O encontro com seis vítimas, muito aguardado, ocorreu na tarde desta segunda-feira (8) na Nunciatura Apostólica da capital espanhola, no terceiro dia da visita do pontífice à Espanha.

Durante a reunião a portas fechadas, as vítimas apresentaram "algumas propostas para tornar a resposta da Igreja a esses casos dramáticos mais eficaz", afirmou o Vaticano em comunicado.

Em resposta, o papa lhes ofereceu "seu compromisso de que as propostas recebidas servirão de base para novos esforços" para tornar a Igreja "um lugar seguro e espiritualmente saudável, onde as feridas encontrem conforto e cura", segundo o comunicado.

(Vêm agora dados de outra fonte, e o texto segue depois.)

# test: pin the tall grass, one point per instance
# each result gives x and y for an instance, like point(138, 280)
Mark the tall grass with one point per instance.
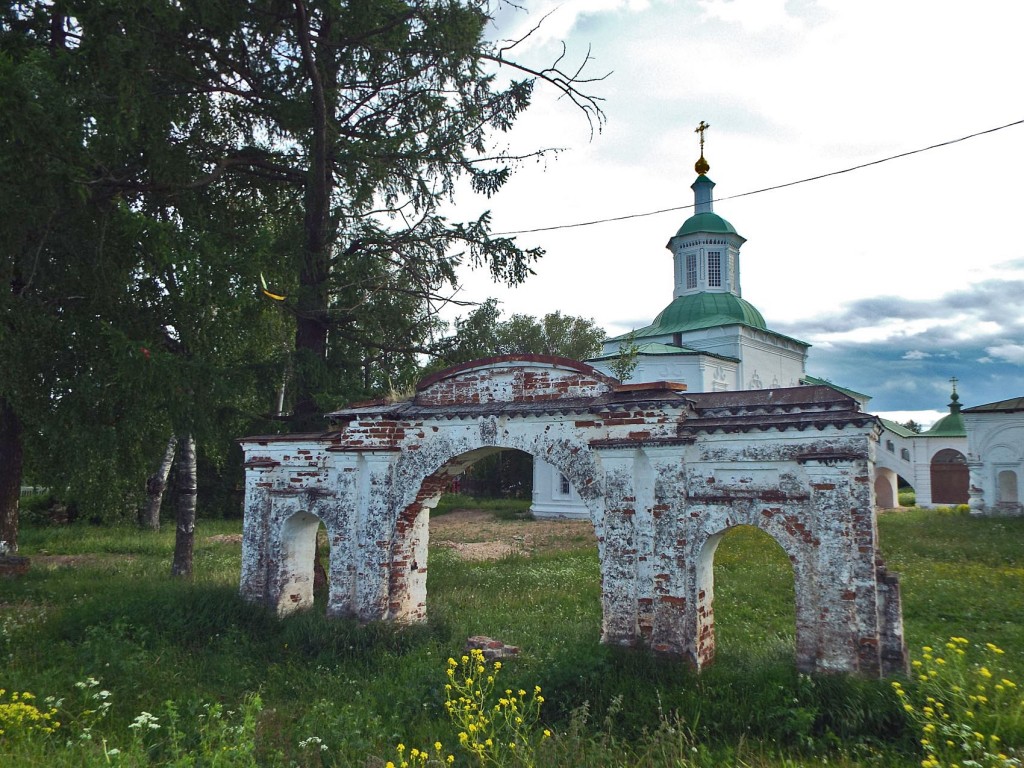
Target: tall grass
point(309, 691)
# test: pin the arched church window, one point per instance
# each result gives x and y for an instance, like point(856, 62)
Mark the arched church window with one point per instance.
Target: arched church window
point(691, 270)
point(715, 268)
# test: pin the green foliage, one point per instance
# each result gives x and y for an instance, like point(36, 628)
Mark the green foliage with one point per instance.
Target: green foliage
point(502, 508)
point(482, 334)
point(624, 366)
point(97, 601)
point(966, 709)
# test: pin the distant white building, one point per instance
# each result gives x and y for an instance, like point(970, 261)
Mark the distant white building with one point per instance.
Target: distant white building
point(711, 339)
point(995, 450)
point(934, 462)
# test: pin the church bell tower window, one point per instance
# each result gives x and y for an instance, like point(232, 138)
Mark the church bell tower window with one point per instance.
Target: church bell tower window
point(691, 270)
point(715, 269)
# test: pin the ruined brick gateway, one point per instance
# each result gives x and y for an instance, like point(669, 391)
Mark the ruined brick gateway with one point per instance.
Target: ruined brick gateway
point(664, 474)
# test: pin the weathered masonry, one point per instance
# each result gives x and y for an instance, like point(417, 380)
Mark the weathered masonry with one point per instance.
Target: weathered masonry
point(664, 474)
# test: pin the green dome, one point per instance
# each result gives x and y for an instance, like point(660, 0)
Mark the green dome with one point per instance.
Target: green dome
point(707, 222)
point(699, 310)
point(951, 425)
point(948, 426)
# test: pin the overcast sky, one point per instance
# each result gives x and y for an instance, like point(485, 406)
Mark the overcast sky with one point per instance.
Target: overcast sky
point(901, 274)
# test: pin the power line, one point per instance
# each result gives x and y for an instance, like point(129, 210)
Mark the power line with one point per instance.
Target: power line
point(763, 189)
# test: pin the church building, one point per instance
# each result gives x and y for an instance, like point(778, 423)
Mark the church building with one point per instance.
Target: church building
point(709, 337)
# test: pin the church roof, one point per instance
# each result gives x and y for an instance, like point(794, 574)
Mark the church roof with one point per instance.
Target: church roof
point(1011, 406)
point(656, 349)
point(705, 309)
point(951, 425)
point(814, 381)
point(707, 222)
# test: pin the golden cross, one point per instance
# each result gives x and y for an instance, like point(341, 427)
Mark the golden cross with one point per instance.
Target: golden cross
point(700, 129)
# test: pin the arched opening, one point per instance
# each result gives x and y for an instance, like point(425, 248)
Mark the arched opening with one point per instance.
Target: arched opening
point(748, 593)
point(501, 474)
point(1007, 484)
point(950, 477)
point(299, 556)
point(885, 488)
point(411, 548)
point(906, 495)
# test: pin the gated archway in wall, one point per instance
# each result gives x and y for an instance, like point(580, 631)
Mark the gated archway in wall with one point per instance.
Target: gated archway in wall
point(662, 472)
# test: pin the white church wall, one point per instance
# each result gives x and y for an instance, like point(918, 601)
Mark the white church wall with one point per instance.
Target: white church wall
point(995, 445)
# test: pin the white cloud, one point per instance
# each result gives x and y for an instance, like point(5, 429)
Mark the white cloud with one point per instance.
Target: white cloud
point(1009, 352)
point(753, 15)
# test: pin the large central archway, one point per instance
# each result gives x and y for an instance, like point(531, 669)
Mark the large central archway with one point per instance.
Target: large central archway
point(662, 474)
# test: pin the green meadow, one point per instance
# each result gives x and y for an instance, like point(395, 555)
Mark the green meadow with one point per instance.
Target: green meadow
point(108, 660)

Horas antes, em conversa com bispos espanhóis, Leão XIV declarou que o abuso sexual constitui "uma praga" e pediu à Igreja que responda com "escuta, verdade, justiça e reparação".

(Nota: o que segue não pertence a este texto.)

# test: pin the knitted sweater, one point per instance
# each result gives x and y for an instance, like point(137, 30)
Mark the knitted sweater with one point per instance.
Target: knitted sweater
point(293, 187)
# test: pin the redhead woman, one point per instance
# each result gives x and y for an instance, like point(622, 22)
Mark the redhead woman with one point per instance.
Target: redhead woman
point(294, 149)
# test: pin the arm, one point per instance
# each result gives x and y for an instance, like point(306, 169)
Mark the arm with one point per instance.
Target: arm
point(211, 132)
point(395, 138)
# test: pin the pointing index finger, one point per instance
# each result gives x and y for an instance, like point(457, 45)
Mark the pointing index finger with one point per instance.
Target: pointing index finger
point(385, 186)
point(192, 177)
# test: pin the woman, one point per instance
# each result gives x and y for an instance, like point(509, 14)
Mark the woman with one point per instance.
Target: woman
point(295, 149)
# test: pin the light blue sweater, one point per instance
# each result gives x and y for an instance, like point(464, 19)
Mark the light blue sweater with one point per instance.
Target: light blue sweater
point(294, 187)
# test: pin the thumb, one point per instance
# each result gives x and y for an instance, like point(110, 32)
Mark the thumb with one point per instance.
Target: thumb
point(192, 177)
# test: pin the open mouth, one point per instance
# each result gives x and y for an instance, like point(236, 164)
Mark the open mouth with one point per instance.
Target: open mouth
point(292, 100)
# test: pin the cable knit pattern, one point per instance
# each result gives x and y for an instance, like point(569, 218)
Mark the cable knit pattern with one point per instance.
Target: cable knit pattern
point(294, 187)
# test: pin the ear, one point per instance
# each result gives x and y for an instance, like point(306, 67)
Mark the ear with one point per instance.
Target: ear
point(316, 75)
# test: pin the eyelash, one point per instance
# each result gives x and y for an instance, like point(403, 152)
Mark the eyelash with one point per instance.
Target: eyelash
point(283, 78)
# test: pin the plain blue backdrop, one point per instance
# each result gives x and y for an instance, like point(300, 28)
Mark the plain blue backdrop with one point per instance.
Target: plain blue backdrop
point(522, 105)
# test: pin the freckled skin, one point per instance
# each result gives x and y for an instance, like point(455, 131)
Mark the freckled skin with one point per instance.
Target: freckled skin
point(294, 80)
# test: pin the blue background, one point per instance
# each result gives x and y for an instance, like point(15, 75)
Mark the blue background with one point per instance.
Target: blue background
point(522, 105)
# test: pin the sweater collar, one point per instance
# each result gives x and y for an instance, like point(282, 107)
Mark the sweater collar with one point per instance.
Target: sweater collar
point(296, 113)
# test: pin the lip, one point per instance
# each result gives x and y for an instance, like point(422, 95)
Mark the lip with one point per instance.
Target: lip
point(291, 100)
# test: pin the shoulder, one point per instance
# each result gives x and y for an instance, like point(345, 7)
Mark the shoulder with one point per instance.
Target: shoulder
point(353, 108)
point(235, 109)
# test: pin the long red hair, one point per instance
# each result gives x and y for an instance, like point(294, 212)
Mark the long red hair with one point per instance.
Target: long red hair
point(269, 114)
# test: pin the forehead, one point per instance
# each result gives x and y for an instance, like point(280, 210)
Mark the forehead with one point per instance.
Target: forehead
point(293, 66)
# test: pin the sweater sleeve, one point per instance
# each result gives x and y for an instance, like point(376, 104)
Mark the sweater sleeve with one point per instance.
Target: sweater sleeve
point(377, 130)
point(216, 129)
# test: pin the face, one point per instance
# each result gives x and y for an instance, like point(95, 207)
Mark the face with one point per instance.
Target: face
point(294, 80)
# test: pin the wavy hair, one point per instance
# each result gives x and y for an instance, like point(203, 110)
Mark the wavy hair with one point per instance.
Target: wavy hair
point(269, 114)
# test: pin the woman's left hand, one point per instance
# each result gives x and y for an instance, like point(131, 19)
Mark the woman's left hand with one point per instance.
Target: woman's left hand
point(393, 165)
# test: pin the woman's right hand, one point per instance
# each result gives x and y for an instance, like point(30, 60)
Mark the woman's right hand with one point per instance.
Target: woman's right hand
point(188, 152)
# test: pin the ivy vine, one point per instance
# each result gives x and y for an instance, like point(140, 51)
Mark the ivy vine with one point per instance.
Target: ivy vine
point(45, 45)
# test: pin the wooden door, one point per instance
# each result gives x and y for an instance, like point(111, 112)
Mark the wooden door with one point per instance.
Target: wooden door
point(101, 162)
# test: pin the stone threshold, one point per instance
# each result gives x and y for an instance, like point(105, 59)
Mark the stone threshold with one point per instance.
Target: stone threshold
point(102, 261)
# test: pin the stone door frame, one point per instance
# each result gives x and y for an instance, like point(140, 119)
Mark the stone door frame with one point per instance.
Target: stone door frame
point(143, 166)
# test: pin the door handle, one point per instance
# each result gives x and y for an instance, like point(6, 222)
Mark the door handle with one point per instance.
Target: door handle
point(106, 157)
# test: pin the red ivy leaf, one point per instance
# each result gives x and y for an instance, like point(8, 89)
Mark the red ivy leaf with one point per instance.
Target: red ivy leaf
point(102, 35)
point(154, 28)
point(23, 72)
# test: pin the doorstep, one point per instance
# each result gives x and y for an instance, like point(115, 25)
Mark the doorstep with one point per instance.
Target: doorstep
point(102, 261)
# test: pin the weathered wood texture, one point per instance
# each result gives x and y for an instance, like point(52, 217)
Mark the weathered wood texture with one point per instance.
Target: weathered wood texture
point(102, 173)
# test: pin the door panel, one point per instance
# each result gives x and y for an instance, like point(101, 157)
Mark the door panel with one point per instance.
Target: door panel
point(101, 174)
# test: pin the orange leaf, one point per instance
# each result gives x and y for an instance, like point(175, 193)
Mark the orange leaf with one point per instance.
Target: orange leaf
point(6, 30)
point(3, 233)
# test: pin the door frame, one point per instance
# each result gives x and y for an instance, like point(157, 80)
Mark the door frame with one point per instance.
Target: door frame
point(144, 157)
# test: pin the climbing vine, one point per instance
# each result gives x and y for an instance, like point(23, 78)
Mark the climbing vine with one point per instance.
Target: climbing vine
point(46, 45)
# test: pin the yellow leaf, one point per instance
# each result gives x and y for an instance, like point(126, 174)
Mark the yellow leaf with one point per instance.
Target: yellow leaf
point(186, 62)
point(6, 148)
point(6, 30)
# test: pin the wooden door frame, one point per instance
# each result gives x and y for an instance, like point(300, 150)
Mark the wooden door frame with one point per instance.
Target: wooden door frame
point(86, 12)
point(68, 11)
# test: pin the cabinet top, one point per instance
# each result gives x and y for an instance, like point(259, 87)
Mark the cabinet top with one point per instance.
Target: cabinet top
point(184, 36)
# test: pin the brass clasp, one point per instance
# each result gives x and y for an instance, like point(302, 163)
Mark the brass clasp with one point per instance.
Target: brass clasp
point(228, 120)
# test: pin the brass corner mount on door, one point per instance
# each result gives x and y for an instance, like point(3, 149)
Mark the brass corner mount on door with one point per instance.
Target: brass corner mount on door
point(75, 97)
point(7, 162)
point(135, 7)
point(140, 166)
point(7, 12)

O papa insistiu em pedir "um compromisso cada vez maior com a prevenção e uma cultura de cuidado" e que "toda pessoa que foi prejudicada" possa encontrar "escuta sincera, acolhimento, proteção e caminhos reais para a cura".

O encontro com as vítimas foi cercado por controvérsias, já que várias associações de vítimas, que há anos denunciam a falta de transparência da Igreja sobre esta questão, lamentaram não terem sido convidadas e reuniram-se em frente à Nunciatura Apostólica para expressar o seu descontentamento.

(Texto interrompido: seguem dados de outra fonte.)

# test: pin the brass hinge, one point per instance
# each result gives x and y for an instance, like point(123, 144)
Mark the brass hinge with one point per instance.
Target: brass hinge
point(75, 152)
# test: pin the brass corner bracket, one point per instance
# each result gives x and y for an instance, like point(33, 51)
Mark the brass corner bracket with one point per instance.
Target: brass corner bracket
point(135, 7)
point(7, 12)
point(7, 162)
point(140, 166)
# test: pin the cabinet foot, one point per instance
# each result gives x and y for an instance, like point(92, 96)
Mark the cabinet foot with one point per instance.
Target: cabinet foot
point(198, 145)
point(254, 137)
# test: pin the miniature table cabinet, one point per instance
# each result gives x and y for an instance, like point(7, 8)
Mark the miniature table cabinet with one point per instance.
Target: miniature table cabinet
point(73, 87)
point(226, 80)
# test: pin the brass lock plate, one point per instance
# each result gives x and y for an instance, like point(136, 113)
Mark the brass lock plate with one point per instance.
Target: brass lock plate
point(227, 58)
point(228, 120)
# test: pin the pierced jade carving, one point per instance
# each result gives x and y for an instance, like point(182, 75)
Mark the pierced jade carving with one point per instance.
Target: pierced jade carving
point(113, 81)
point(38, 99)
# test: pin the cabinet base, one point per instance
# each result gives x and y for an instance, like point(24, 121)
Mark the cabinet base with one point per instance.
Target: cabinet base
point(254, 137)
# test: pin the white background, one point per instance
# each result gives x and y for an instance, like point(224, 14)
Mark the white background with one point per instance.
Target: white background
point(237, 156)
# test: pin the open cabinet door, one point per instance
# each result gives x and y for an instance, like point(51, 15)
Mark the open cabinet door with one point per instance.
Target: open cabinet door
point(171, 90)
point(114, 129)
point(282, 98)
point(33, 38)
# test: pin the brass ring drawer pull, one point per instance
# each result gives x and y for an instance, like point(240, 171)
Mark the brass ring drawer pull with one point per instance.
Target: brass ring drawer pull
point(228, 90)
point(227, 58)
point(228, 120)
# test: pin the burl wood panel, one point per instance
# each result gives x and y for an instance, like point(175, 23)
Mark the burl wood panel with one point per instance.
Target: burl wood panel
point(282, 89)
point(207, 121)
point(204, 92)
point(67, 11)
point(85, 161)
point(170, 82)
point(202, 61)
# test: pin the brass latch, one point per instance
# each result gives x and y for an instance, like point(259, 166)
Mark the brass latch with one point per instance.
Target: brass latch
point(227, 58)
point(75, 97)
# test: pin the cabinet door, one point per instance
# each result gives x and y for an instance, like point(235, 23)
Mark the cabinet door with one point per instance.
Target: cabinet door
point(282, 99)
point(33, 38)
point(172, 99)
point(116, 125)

"Acho que o papa precisa estar ciente de que está perdendo uma oportunidade de ouro para dialogar com as vítimas na Espanha e está saindo com uma visão muito tendenciosa", disse Juan Cuatrecasas, porta-voz da associação Infância Roubada, à AFP.

Defesa dos migrantes

No voo para Madri, no sábado, o papa, de 70 anos, afirmou que "o abuso ainda é uma ferida aberta" para a Igreja.

O Defensor do Povo espanhol (ombudsman) estimou, em um relatório de 2023, que, desde 1940, mais de 200 mil menores de idade podem ter sofrido abusos nas mãos do clero católico.

O governo espanhol de esquerda e a Igreja assinaram um acordo em março para indenizar as vítimas de crimes sexuais, após anos de relutância e falta de transparência por parte da hierarquia eclesiástica.

Outro momento de destaque do dia foi o discurso que o papa ofereceu pela manhã no Congresso espanhol, no qual pediu respostas internacionais à "trágica crise migratória", tema central de sua visita à Espanha, e respeito à vida "desde a concepção".